[SOLVED]Slow speeds between two Connectx-2 machines

Discussion in 'Networking' started by rubylaser, Mar 1, 2016.

  1. rubylaser

    rubylaser Active Member

    Joined:
    Jan 4, 2013
    Messages:
    839
    Likes Received:
    224
    Hello,

    I have (2) machines connected to each other with Mellanox Connectx-2 Ethernet cards. They are connected via 10m passive twinax cable (I need this length to reach from my office on the ground floor to my server in the basement). The basement server is running Ubuntu 14.04.4 Server on an i5-4590 with 32GB of Ram and the office workstation is running Windows 10 64-bit Professional on an e5-2670 v1 with 64GB of RAM. Here's a few tests with iperf3 between the two machines (I tried turning the Windows firewall off temporarily to see if that helped, but no difference).

    [​IMG]
    [​IMG]

    As, you can see it is SLOW (the bottom picture is the best it's performed, sometimes it's in the single digit MB/s). If I don't use iperf and instead just use Samba to pull a big iso from my server, over the gigabit connection it's flat and completely saturated vs. the 10GBe only going about getting about 35MB/s and being very sporadic.
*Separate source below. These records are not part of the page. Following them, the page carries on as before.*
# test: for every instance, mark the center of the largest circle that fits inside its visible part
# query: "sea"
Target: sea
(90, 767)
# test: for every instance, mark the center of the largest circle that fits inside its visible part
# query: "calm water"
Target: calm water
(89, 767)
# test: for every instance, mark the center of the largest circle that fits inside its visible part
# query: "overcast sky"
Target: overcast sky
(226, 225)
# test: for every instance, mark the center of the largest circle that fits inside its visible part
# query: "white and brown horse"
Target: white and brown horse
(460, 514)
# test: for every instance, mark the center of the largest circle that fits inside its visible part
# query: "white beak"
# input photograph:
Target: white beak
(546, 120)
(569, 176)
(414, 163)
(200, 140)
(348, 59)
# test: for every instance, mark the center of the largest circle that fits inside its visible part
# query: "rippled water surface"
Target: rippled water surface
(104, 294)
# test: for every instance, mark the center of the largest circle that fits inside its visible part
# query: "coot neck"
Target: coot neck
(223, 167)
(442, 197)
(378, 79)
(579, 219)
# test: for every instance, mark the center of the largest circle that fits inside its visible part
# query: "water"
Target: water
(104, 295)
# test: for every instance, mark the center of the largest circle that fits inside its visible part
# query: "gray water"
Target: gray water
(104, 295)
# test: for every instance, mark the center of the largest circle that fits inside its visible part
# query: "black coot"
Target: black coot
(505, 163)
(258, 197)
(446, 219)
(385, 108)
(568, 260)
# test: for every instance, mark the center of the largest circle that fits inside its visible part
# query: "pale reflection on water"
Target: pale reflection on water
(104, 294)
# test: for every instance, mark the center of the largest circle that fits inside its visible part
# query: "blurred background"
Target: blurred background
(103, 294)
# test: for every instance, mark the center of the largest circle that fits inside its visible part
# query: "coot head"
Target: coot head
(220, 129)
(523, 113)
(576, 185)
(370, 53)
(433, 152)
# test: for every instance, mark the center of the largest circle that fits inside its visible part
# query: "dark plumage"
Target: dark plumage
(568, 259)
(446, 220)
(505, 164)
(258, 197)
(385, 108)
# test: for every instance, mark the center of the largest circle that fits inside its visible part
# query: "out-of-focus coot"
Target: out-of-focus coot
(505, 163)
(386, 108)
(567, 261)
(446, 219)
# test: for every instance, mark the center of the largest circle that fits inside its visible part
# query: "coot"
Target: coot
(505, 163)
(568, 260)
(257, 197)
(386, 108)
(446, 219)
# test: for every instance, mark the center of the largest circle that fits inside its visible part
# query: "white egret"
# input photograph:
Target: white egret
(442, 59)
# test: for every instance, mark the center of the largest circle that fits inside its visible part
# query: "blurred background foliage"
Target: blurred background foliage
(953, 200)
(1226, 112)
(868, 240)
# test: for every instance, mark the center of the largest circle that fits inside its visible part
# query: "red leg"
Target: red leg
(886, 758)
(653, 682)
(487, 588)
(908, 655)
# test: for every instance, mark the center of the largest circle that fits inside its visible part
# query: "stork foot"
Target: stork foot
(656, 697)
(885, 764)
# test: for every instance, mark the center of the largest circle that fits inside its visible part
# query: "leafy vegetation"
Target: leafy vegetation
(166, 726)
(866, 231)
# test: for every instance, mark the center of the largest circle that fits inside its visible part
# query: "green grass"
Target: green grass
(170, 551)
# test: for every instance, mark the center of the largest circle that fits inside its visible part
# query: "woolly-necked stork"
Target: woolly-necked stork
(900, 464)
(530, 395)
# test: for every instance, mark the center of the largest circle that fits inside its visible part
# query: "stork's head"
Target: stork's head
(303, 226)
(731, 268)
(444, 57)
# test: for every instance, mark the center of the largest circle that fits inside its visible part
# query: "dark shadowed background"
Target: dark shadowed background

    I'm new to this, so I'm leaning towards this being the fault of the LONG passive SFP+ cable, so please let me know how I should troubleshoot this, or what I should replace the cable with (is an active cable enough or do I need to try fiber, if so, what do I buy?)

    Thanks!
     
    #1
  2. Stereodude

    Stereodude Active Member

    Joined:
    Feb 21, 2016
    Messages:
    372
    Likes Received:
    54
    Do you have them in a PCIe slots with a x8 electrical connection to them? I've read they don't work well with less.
     
    #2
    rubylaser likes this.
  3. rubylaser

    rubylaser Active Member

    Joined:
    Jan 4, 2013
    Messages:
    839
    Likes Received:
    224
    Thanks for the idea, but yes, one is in a PCIe x16 slot on i5-4590 and one is in a PCIe x8 slot on the e5-2670 system, so that shouldn't be the issue.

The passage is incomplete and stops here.